Ungebetene Kommentare und Einmischung von außen

Du kannst und musst es nicht jedem recht machen

Umgang mit Einsamkeit

Baue dir selbst ein Dorf

Neid und Missgunst unter Müttern

Die Gefahr des Vergleichens

Schuldgefühle und Gewissensbisse

Innerer Kritiker, Antreiber und Co

Bleibe im Hier und Jetzt

Du bist gut genug

In 30 Tagen zu mehr Entspannung

Was ist eigentlich diese Achtsamkeit?

Das bringt dir diese Challenge

Deine 30-Tage-Challenge

Ein paar Worte zum Abschied

Danke

WILLKOMMEN!

Wir müssen uns nichts vormachen: Der Familienalltag ist oft stressig – vermutlich viel stressiger, als jede von uns es sich vor der Geburt ihres ersten Kindes jemals hätte vorstellen können. Stress, und insbesondere was uns stresst, ist höchst individuell. Denn die Stressoren, also die Reize, die in uns eine Stressreaktion auslösen, hängen mit unseren Erfahrungen und Prägungen zusammen – und die sind bei jedem von uns einzigartig.

Dennoch haben wir alle gemeinsame Schnittpunkte und haben Ähnliches erlebt. Einige von uns sind vielleicht sogar unter vergleichbaren Umständen aufgewachsen. Kurzum: In vielen Punkten, die uns innerlich auf die Palme bringen, können wir einander verstehen. Außerdem haben viele Stresssituationen – ich nenne sie an dieser Stelle mal Panikräume – die gleichen oder ähnliche Ausgänge, ganz egal, was den Stress ursprünglich ausgelöst hat.

Stress kann im Alltag auf vielerlei Weise auf uns einprasseln: Es gibt Stressoren, die in Gestalt unseres Kindes zu uns finden, im Verhalten anderer geliebter Menschen oder durch Außenstehende. Es gibt also Situationen, die uns den letzten Nerv rauben, in denen das eher durch äußere Umstände und Abläufe bedingt ist. Dann ist da allerdings noch der Stress, der weder durch Konflikte mit anderen Menschen noch durch Umstände wie eine Wohnung voller Wäscheberge und Spielplatzsand ausgelöst wird. Es ist der Stress in uns selbst: Gedanken und Gefühle, die dafür sorgen, dass eine eben noch völlig gelassene und freundliche Frau in den Motzmama-Modus verfällt, laut wird und Haare raufend Fluchtgedanken hegt.

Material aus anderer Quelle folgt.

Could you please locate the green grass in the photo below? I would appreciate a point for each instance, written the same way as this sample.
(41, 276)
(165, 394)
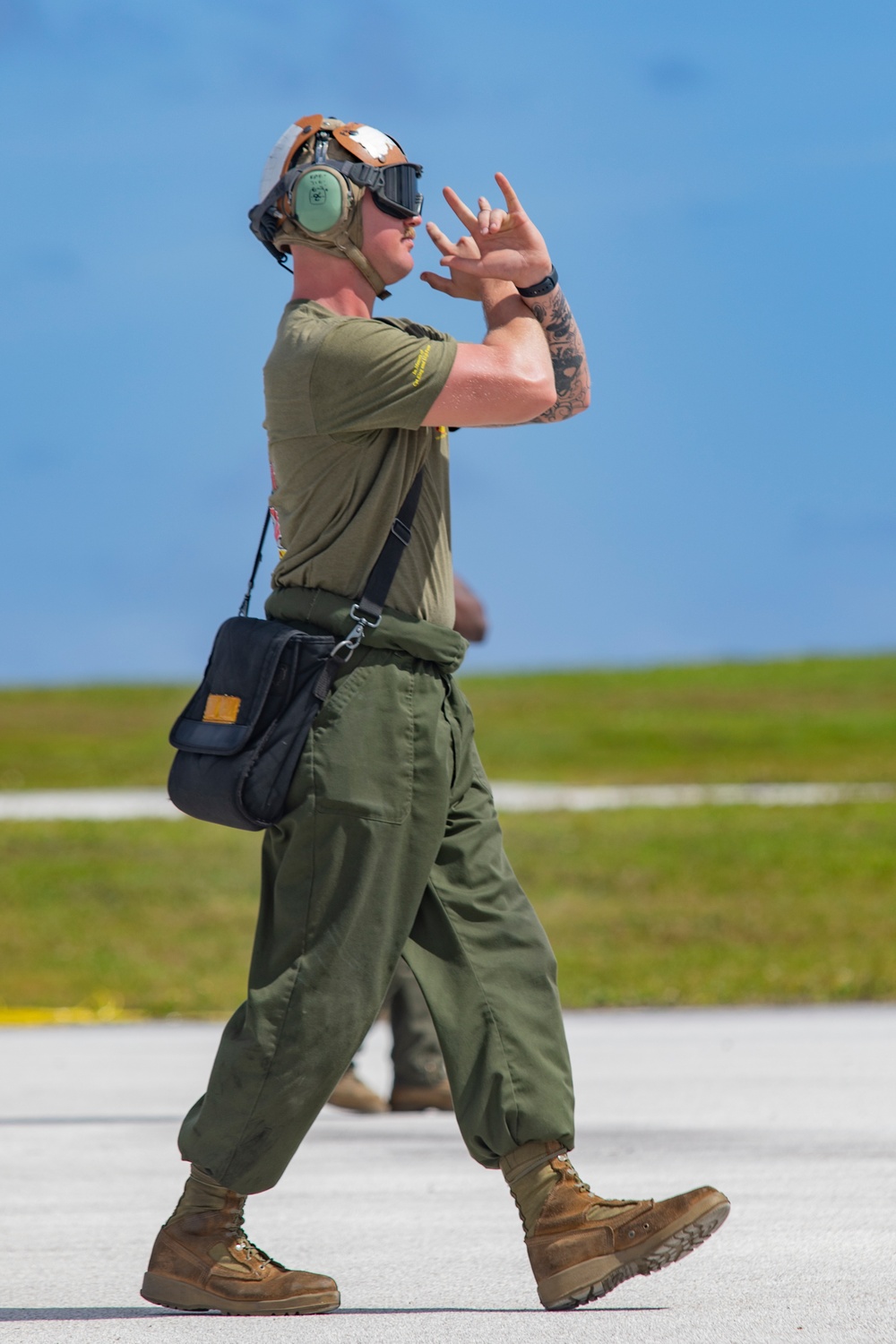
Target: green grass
(807, 719)
(728, 905)
(731, 905)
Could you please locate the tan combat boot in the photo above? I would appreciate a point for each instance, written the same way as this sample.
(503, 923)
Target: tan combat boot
(203, 1262)
(422, 1097)
(582, 1246)
(352, 1094)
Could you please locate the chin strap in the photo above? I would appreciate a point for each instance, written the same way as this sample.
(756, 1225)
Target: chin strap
(359, 260)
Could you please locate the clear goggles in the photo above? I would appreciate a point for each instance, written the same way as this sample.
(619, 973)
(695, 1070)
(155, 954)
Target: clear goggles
(395, 191)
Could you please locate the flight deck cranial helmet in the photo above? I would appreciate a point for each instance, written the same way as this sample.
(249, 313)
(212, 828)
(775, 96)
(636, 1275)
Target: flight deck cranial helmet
(314, 183)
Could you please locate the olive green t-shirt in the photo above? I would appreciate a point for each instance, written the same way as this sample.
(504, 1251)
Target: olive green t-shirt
(344, 402)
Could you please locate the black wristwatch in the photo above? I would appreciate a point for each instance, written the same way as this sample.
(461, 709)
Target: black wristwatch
(544, 287)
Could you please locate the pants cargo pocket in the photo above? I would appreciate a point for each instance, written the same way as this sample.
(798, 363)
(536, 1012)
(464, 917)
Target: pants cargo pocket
(363, 745)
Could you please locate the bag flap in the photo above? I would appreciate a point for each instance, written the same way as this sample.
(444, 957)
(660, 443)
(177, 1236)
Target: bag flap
(225, 710)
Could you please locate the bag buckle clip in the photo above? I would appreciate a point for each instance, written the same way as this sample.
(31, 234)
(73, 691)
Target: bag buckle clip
(362, 625)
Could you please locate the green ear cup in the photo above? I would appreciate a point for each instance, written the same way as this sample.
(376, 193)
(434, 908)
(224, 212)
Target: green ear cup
(319, 201)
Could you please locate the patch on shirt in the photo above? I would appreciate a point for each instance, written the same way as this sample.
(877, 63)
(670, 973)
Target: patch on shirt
(419, 365)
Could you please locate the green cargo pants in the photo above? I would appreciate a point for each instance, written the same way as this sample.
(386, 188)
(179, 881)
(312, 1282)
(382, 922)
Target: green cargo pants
(392, 846)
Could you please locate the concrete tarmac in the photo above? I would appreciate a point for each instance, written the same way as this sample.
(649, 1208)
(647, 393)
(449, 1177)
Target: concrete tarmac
(791, 1112)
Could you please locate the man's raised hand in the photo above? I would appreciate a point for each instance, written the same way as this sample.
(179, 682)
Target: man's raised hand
(457, 285)
(509, 245)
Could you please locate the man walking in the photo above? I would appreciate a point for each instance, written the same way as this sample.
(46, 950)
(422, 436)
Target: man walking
(392, 843)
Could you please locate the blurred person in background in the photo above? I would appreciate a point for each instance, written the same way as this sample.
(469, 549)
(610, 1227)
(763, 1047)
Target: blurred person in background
(392, 846)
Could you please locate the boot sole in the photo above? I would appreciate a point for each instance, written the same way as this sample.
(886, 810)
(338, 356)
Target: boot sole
(187, 1297)
(589, 1279)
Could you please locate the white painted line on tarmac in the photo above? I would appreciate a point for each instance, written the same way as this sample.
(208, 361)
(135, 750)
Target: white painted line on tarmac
(134, 804)
(559, 797)
(86, 806)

Deswegen sortieren wir die verschiedenen Stressquellen in diesem Buch, bündeln Situationen unter Oberbegriffen und strukturieren alles so klar wie möglich, damit du schon anhand des Inhaltsverzeichnisses schnell die Lösungen findest, die du brauchst, um das Stresslevel deines Alltags sofort zu senken – denn wir alle wissen: Zeit ist die kostbarste Ressource einer Mutter.

Du findest zu jeder Situation neben einer allgemeinen Beschreibung zudem Hinweise auf mögliche Ursachen, damit du mittelfristig etwas Konkretes in eurem Familienalltag verändern kannst. Ich habe für dich zudem so viele Strategien und Tipps wie möglich gesammelt, die du anwenden kannst, um sofort mehr Entspannung in die jeweilige Situation zu bringen. Dieses Buch soll dich durch das aufregende und facettenreiche Mamaleben begleiten und dir immer dann zur Seite stehen, wenn du in anstrengenden Momenten eine schnelle und gleichsam dauerhafte Lösung brauchst.

Stress lässt sich am effektivsten und nachhaltigsten senken, indem wir unsere grundsätzliche Verfassung stabilisieren und stärken. Dazu benötigen wir vor allem Pausen, Zeit zum Auftanken und Strategien, um aufgestauten Stress und Druck abzubauen. Weil Zeit – wie ich bereits angemerkt habe – im Mamaleben knapp ist, brauchen wir kurze Impulse, die sich gut in den Alltag integrieren lassen.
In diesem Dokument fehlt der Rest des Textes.